On June 4, 2012 I will be heading to Mount Vernon for the George Washington Book Prize dinner. While I am there, I really hope to get a chance to wonder around a bit, but I am not sure my schedule will allow it.
I would, however, like to learn a lot more about the Fred W. Smith National Library, scheduled to open at Mount Vernon in September 2013. The $100 million dollar, 45,000 square-foot library will house historical manuscripts, special collections, and the Mount Vernon archives. Wow!
The library will include a replication of George Washington’s personal library. You can learn more about this project from a recent article in The Washington Post. Here is a taste:
Mount Vernon has fewer than 50 of the original books and 450 duplicate additions — same book, same printing. The rest will hopefully come from the Boston Athenaeum, through purchases or donations, or they will be replicated with pages scanned from the Athenaeum’s collection and put into an 18th-century-style binding with endpaper and leather and gold tooling.

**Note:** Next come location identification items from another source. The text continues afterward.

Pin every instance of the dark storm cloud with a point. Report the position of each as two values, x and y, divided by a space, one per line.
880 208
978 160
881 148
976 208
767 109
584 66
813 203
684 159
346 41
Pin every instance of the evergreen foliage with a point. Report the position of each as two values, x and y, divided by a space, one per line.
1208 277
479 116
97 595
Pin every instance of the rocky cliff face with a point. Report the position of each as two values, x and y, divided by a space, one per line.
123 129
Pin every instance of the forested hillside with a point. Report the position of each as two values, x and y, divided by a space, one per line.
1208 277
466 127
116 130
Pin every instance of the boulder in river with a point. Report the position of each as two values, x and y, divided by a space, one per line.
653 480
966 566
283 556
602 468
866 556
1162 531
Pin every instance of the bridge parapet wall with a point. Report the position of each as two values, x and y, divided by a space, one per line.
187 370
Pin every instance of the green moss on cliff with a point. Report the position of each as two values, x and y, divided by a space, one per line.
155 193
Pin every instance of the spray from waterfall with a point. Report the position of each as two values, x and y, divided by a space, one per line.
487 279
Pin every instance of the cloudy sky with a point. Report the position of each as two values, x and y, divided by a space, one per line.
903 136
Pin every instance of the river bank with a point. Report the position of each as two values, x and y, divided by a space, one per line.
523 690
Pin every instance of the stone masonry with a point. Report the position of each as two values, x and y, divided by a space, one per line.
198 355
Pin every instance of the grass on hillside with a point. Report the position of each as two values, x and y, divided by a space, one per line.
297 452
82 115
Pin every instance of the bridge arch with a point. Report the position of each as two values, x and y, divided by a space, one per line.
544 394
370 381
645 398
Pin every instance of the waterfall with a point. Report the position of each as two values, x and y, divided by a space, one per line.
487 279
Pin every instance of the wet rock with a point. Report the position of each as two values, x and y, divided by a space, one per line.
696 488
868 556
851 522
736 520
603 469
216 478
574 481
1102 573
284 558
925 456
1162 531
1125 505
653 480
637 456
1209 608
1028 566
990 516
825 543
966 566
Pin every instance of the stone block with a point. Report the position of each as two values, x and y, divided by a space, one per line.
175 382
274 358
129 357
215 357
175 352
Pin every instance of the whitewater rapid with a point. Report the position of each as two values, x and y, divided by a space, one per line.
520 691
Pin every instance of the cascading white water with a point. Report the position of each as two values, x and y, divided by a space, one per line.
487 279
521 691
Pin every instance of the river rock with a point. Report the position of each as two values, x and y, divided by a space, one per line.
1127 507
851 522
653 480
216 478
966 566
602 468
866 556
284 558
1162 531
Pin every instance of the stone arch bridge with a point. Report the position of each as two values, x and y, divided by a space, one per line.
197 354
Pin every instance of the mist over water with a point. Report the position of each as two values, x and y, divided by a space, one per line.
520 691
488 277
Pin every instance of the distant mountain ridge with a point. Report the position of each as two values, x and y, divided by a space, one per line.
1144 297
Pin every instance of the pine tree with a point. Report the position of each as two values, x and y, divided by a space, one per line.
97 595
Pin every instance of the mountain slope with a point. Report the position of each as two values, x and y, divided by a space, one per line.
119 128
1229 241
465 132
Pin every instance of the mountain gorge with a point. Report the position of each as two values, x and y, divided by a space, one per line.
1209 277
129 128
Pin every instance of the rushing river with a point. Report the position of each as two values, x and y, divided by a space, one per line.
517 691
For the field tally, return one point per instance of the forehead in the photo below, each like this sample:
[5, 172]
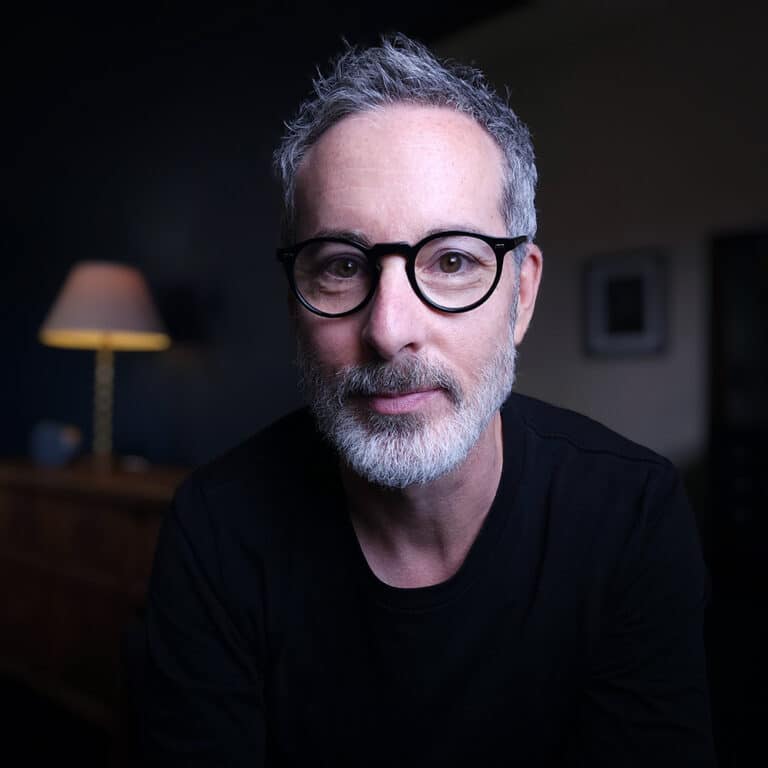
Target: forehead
[399, 171]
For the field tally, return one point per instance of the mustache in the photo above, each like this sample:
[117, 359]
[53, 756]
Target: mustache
[393, 378]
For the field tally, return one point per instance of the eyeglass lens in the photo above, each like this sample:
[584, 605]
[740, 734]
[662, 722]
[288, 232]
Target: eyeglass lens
[453, 272]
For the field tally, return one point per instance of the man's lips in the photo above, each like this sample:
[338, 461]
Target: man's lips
[400, 402]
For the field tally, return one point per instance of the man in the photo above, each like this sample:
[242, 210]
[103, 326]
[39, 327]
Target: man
[426, 570]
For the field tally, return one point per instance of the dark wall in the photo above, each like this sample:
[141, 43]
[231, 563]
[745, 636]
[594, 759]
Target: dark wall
[146, 138]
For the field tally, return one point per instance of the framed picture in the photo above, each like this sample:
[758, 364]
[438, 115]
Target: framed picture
[624, 300]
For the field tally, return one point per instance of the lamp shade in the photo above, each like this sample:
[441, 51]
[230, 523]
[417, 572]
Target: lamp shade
[103, 305]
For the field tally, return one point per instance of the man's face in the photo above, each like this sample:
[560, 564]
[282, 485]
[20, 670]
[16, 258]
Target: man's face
[403, 390]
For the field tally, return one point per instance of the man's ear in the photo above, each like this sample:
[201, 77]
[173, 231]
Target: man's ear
[529, 280]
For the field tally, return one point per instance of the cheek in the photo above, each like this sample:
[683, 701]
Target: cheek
[332, 342]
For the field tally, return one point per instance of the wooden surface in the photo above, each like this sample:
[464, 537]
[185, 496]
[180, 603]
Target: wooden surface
[76, 549]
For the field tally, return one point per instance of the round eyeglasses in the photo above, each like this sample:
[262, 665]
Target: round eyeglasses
[451, 271]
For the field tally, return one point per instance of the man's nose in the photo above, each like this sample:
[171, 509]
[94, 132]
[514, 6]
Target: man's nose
[396, 320]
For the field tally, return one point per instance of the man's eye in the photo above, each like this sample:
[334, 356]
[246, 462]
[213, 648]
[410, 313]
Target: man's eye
[451, 262]
[343, 268]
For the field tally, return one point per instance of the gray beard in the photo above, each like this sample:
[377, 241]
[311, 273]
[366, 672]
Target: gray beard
[395, 451]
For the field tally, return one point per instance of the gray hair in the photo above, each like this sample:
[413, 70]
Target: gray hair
[401, 70]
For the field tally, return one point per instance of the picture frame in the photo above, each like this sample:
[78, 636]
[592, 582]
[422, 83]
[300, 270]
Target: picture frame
[624, 303]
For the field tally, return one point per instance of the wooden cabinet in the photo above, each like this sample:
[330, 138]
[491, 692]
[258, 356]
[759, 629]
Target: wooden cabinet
[76, 549]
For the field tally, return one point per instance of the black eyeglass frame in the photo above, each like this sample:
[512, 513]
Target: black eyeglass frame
[500, 245]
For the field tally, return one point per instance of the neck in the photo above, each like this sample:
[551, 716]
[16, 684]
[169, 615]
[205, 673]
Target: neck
[420, 535]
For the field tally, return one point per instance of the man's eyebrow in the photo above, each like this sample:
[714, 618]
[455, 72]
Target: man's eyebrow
[353, 235]
[358, 237]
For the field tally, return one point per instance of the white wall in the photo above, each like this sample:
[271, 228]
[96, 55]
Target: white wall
[650, 125]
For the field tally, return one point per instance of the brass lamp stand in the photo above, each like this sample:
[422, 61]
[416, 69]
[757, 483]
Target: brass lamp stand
[104, 307]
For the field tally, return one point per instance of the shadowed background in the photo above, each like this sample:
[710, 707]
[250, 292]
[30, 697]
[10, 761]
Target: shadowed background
[145, 136]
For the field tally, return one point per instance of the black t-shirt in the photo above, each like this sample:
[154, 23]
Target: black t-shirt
[570, 635]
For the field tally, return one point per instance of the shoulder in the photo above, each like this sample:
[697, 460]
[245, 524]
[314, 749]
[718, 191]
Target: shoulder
[586, 475]
[574, 435]
[258, 484]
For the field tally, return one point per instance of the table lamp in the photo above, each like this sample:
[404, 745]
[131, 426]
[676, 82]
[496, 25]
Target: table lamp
[106, 307]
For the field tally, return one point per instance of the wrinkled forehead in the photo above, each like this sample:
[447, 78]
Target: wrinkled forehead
[401, 168]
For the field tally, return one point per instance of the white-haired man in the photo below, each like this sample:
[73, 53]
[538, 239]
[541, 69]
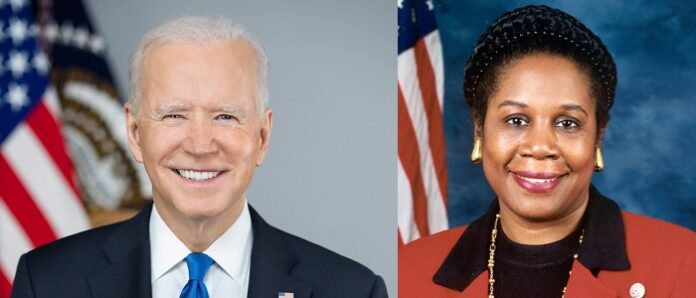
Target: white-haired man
[198, 119]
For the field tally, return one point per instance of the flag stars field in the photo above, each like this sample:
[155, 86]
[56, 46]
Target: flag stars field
[17, 96]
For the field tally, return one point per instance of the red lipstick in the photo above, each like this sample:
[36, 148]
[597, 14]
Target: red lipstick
[537, 182]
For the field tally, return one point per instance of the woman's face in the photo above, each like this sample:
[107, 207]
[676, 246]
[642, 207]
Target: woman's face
[539, 136]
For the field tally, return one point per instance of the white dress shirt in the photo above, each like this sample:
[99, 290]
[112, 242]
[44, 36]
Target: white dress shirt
[227, 277]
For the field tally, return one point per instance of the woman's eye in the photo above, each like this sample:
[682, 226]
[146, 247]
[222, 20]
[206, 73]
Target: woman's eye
[517, 121]
[225, 117]
[567, 124]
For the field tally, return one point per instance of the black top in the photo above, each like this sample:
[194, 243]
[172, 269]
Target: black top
[603, 247]
[533, 270]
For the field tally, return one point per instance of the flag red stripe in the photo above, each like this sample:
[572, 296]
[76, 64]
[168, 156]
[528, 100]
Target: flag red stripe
[410, 160]
[5, 285]
[20, 203]
[400, 240]
[426, 79]
[47, 130]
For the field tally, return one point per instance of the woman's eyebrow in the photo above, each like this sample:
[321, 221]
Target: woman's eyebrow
[512, 103]
[574, 107]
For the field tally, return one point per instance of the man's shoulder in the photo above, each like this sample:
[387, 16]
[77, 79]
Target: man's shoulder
[327, 273]
[73, 249]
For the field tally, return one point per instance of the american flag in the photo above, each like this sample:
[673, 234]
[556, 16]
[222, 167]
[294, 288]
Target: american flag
[422, 172]
[39, 198]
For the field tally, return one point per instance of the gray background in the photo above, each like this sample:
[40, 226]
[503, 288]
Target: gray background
[649, 144]
[329, 175]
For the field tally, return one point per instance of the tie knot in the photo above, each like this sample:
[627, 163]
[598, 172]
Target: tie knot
[198, 264]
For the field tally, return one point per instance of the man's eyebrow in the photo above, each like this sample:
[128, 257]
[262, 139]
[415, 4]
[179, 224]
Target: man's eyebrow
[169, 109]
[512, 103]
[574, 107]
[234, 110]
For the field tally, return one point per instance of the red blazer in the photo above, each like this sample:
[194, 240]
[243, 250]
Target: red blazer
[662, 257]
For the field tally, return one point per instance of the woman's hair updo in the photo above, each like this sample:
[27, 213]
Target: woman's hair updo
[538, 29]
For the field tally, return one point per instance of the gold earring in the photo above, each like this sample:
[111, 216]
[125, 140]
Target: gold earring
[476, 153]
[599, 160]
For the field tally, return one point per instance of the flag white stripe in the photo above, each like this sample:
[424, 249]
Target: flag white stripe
[44, 182]
[407, 75]
[432, 42]
[13, 241]
[406, 218]
[50, 100]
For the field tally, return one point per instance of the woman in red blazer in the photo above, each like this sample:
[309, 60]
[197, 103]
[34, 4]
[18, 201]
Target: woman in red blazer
[540, 85]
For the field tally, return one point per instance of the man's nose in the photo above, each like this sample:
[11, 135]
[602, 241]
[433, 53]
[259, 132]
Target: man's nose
[201, 138]
[540, 143]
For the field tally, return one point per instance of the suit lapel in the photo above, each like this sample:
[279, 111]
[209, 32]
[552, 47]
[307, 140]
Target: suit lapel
[583, 284]
[128, 253]
[271, 263]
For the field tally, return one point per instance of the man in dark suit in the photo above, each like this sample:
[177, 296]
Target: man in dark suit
[199, 121]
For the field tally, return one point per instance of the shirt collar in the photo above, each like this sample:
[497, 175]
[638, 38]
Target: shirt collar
[603, 247]
[231, 251]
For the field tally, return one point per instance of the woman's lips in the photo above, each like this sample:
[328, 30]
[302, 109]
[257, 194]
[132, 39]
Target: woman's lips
[537, 182]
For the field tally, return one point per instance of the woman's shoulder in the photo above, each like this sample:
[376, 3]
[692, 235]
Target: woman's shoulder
[420, 260]
[663, 251]
[655, 232]
[438, 244]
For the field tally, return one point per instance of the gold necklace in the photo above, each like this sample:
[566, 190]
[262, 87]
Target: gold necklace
[491, 258]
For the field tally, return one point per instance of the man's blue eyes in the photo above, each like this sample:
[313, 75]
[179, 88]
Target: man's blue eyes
[225, 117]
[221, 117]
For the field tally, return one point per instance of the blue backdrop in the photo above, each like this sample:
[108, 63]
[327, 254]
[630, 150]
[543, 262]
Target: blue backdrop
[649, 146]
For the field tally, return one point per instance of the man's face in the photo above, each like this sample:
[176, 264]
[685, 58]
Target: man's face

Libraries have been replicated before “but it’s not been done for Washington because no one would have thought his library was interesting enough to do it,” Rees says. The first president was self-conscious about his lack of formal education. He was self-taught. Though the books will eventually be available digitally, Rees hopes scholars and researchers “will eventually be able to stand in this room and look at the library around him. To learn about his personality and likes and dislikes through what he was reading.” He hopes it will lead to a fuller measure of the man and a deeper feel for history.